ジェノサイド の書評・感想

恐ろしいのは知力ではなく、ましてや武力でもない。
この世でもっとも恐ろしいのは、それを使う人格なんです。

ジェノサイド

急死したはずの父親から送られてきた一通のメール。それがすべての発端だった。創薬化学を専攻する大学院生・古賀研人は、その不可解な遺書を手掛かりに、隠されていた私設実験室に辿り着く。ウイルス学者だった父は、そこで何を研究しようとしていたのか。同じ頃、特殊部隊出身の傭兵、ジョナサン・イエーガーは、難病に冒された息子の治療費を稼ぐため、ある極秘の依頼を引き受けた。暗殺任務と思しき詳細不明の作戦。事前に明かされたのは、「人類全体に奉仕する仕事」ということだけだった。イエーガーは暗殺チームの一員となり、戦争状態にあるコンゴのジャングル地帯に潜入するが...。

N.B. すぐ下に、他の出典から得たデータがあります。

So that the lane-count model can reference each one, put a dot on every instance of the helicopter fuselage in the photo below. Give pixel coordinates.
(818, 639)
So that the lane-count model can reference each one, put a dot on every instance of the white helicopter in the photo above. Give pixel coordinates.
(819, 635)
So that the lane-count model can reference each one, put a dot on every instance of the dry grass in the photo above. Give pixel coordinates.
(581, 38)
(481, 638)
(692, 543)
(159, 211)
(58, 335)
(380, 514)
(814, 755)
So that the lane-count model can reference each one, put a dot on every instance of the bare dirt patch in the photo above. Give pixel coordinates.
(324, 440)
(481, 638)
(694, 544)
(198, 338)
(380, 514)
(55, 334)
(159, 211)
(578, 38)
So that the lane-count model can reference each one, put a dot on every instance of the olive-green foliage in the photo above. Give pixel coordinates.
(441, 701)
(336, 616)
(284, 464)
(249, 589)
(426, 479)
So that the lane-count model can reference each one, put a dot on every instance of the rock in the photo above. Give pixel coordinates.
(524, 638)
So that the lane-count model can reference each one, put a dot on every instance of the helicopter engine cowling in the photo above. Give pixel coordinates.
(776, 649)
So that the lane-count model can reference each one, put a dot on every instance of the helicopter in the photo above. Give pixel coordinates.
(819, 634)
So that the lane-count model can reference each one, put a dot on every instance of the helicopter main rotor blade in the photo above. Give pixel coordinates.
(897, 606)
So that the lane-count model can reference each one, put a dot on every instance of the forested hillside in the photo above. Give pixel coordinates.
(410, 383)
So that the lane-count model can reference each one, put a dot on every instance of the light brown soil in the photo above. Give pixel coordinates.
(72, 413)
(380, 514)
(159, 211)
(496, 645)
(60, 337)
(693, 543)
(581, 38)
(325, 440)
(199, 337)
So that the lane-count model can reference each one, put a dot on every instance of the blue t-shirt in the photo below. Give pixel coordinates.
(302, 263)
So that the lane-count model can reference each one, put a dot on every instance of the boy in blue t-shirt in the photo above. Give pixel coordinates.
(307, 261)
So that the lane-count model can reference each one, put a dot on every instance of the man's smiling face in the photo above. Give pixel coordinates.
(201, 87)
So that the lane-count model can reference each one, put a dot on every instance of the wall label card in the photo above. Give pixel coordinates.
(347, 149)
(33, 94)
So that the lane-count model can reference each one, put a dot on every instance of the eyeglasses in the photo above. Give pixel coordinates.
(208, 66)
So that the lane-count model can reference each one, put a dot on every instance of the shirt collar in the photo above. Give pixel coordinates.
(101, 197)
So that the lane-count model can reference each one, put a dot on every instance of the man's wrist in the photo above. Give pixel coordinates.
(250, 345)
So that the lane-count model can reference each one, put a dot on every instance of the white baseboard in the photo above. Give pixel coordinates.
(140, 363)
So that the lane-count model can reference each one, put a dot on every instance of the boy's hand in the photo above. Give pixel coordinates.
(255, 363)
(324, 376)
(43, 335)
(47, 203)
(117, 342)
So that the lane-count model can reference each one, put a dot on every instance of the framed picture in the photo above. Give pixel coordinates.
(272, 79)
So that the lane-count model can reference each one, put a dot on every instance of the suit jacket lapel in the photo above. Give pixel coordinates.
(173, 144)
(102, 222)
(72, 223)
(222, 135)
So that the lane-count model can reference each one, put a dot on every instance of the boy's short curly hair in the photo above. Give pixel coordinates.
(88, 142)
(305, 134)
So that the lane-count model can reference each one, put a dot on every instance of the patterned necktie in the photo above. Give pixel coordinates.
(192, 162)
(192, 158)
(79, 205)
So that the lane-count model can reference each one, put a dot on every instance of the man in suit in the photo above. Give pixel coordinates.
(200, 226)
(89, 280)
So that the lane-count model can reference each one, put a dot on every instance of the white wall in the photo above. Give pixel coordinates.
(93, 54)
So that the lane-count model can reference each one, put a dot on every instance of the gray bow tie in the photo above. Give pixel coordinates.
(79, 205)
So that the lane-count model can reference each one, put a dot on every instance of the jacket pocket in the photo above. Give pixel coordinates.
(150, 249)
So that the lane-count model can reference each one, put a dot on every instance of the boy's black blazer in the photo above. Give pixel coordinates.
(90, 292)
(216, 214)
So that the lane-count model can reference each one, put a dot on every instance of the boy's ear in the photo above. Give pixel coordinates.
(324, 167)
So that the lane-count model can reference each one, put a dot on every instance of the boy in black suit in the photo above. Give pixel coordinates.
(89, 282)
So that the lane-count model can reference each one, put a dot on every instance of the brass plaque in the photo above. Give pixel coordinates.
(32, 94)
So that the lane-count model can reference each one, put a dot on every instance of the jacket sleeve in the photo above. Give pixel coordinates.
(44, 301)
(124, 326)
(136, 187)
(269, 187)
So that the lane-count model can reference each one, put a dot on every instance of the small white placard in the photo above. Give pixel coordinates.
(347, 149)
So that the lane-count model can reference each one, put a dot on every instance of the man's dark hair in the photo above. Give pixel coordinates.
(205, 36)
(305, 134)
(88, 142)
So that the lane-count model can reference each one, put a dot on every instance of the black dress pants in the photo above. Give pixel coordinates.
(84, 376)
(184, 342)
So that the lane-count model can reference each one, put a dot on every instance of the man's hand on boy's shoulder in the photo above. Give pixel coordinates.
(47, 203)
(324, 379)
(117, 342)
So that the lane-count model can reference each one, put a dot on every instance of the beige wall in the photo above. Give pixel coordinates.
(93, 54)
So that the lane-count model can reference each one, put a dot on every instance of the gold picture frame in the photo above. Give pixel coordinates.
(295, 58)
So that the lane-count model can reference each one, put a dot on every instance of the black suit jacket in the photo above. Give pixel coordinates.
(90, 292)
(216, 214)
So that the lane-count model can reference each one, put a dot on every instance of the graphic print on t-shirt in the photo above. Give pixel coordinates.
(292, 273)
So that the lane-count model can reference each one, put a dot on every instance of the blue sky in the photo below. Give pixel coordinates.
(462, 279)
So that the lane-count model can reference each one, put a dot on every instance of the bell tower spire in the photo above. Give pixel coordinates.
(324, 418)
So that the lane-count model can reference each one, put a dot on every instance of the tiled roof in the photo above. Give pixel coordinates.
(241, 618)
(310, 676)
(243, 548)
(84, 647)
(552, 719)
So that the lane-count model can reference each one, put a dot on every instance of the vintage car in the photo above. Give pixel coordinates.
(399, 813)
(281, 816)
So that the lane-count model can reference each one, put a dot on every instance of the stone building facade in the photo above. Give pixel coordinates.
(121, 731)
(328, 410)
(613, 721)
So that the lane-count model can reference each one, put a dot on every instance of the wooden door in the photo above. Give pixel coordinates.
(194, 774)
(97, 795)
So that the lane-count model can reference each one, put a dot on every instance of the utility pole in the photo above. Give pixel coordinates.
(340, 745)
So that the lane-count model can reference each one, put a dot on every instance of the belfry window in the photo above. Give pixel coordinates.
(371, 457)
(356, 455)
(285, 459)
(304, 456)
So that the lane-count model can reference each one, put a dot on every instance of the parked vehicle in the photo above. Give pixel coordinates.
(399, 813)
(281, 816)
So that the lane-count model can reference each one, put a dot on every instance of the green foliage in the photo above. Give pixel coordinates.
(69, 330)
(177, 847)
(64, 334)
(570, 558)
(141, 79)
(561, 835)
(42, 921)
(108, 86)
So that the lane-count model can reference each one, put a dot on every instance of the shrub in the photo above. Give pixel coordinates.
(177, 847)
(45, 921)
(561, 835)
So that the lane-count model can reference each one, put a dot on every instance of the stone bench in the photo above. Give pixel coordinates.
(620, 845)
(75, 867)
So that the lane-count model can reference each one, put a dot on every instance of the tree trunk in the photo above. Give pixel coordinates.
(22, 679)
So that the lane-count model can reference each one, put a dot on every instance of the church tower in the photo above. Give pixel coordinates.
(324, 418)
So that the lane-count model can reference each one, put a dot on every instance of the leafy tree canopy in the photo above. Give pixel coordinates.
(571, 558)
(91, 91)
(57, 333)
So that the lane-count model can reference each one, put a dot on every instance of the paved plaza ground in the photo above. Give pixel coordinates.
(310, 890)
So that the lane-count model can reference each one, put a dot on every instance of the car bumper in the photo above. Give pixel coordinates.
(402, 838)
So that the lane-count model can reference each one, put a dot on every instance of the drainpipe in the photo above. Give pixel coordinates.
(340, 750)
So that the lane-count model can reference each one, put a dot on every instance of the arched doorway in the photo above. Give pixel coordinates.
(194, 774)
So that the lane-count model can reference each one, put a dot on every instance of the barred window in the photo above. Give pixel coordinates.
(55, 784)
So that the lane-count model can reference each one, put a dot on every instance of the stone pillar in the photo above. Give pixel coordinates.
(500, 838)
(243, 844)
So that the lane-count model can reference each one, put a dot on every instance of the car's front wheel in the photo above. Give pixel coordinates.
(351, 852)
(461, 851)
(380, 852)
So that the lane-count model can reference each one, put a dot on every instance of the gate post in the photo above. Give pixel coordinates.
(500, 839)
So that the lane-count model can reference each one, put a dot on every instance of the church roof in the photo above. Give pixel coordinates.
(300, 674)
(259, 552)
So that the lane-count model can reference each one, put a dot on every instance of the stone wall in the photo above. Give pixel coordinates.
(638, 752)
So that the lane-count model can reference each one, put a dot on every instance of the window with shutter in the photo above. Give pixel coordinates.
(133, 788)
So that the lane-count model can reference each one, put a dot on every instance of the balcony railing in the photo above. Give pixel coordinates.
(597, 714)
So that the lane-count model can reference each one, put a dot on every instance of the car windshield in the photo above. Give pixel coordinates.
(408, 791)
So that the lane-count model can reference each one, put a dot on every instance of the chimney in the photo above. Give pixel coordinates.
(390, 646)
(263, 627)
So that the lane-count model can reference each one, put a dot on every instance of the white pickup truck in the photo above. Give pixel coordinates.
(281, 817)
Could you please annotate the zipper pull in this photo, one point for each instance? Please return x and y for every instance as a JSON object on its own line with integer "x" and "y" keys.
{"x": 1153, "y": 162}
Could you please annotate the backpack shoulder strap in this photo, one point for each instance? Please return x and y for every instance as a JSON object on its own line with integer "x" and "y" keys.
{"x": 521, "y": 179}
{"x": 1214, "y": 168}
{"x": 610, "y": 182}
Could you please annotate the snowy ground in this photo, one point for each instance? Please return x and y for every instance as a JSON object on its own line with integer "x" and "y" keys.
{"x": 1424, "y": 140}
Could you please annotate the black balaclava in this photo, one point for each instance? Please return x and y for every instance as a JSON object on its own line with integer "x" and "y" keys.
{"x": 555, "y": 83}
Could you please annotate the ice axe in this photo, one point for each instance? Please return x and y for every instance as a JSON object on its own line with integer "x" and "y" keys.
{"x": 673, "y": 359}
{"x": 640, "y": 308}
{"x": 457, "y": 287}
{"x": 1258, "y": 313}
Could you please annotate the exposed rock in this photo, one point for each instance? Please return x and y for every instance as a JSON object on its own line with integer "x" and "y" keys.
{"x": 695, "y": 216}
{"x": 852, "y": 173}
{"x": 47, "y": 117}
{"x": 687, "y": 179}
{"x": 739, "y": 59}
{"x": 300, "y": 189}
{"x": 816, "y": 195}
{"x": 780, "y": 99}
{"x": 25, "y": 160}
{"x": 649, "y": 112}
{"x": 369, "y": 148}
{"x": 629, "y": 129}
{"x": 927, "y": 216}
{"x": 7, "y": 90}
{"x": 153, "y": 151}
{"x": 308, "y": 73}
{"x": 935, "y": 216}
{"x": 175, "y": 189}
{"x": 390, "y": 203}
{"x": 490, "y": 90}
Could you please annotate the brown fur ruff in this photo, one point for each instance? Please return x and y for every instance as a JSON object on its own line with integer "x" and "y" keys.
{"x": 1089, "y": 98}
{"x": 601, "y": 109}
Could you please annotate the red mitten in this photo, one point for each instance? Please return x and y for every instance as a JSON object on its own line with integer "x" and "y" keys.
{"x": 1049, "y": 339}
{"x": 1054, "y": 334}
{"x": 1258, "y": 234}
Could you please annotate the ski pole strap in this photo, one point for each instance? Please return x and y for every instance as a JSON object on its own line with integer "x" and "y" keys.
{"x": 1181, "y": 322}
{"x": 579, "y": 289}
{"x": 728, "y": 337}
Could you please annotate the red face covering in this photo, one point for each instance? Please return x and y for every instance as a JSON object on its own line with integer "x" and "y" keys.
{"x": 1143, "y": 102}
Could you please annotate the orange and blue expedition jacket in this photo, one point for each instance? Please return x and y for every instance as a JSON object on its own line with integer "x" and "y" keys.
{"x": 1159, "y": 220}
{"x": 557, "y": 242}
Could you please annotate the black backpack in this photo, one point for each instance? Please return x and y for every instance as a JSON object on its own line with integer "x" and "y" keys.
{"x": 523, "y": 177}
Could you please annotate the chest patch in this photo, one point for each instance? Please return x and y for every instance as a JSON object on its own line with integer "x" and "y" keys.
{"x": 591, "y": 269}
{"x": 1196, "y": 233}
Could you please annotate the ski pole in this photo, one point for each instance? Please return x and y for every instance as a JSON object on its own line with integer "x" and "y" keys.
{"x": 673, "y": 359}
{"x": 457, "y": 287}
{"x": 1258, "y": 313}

2012年版「このミステリーがすごい!」1位の高野和明さんの「ジェノサイド」読みました。

うまく言えないんですが読み終わった後、(この面白さ、ハリウッド級。)ってキャッチコピーが頭に浮かびました。

スケールでけー。
スケールの大きさと緻密に練り上げられた設定は圧倒的だった。

舞台となる場所は日本、コンゴ、アメリカの3つの国をまたいで展開していくしFBIやCIAといったアメリカの組織が出てきたり創薬科学に関するかなり具体的な記述が出てきて読み応え十分。

アメリカのホワイトハウスではコンゴで発生した「ある脅威」に対する計画が立てられる。

物語の主軸となるのは日本で創薬科学を専攻する大学院生の古賀研人とアメリカの特殊部隊出身の傭兵・ジョナサン・イエーガー。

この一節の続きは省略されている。